Trouble Reproducing gemma-3-270m-it IFEval Score

#4
by fongya - opened

I'm trying to verify my setup by reproducing the IFEval benchmark score for gemma-3-270m-it. The official score is 51.2%, but my accuracy is only between 20-27% (run multiple times).

I am using the following settings:

  • temperature=1.0
  • top_p=0.95
  • top_k=64
  • min_p=0.0

Am I missing something? I suspect there's a misconfiguration somewhere in my setup.

+1. cannot reproduce IFEval score too, my evaluation results are among ~26%.

I'm working with temperature=0.2 and it's better

With

  • temperature=0.2
  • top_p=0.95
  • top_k=64
  • min_p=0.0

It got 27.9% on IFEval. It's a slight improvement, but there's still a gap to the 51.2%.
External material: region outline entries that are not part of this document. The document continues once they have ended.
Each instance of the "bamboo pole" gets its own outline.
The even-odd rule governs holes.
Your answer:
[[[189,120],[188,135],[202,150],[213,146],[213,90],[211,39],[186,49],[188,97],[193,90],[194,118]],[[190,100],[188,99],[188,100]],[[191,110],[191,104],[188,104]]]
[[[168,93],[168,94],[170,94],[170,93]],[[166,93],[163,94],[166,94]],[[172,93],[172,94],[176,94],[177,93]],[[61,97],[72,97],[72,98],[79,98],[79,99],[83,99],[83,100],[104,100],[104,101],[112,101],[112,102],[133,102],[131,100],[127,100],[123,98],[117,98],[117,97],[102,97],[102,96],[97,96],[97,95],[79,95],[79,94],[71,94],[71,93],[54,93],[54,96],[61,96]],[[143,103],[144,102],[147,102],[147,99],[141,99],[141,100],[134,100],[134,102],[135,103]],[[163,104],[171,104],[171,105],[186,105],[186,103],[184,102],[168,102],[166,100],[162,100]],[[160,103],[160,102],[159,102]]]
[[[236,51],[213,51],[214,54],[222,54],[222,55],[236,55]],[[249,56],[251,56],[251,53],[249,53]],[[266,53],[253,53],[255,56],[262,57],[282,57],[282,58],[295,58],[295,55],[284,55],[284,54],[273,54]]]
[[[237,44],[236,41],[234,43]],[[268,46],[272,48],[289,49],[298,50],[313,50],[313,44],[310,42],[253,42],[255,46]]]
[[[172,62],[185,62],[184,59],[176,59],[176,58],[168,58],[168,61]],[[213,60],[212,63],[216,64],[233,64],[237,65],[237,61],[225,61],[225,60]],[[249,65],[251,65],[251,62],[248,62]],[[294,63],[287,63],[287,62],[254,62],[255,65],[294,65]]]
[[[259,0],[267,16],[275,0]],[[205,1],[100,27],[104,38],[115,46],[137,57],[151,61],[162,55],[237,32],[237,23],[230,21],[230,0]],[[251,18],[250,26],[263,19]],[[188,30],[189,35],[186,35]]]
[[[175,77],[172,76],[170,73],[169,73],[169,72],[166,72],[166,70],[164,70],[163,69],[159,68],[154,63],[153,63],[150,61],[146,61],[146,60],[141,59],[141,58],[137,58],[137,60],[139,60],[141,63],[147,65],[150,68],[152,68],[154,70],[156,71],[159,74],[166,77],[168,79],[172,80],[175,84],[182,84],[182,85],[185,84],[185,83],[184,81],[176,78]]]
I honestly don’t know—maybe try 0.0 or 0.1 😅. Good luck.

Try this?

temperature = 0.1 // less random token picking
top_p = 0.95  
top_k = 64  
min_p = 0.25 // lower minimum probability

I’m really curious about IFEval score

By the way, I’m using llama.cpp. I forgot to mention that last time.

I am also having trouble replicating the results reported. I am using the standard lm_eval harness. I get the following results, and the biggest gap is in IFEval (with inst_level_loose_acc metric).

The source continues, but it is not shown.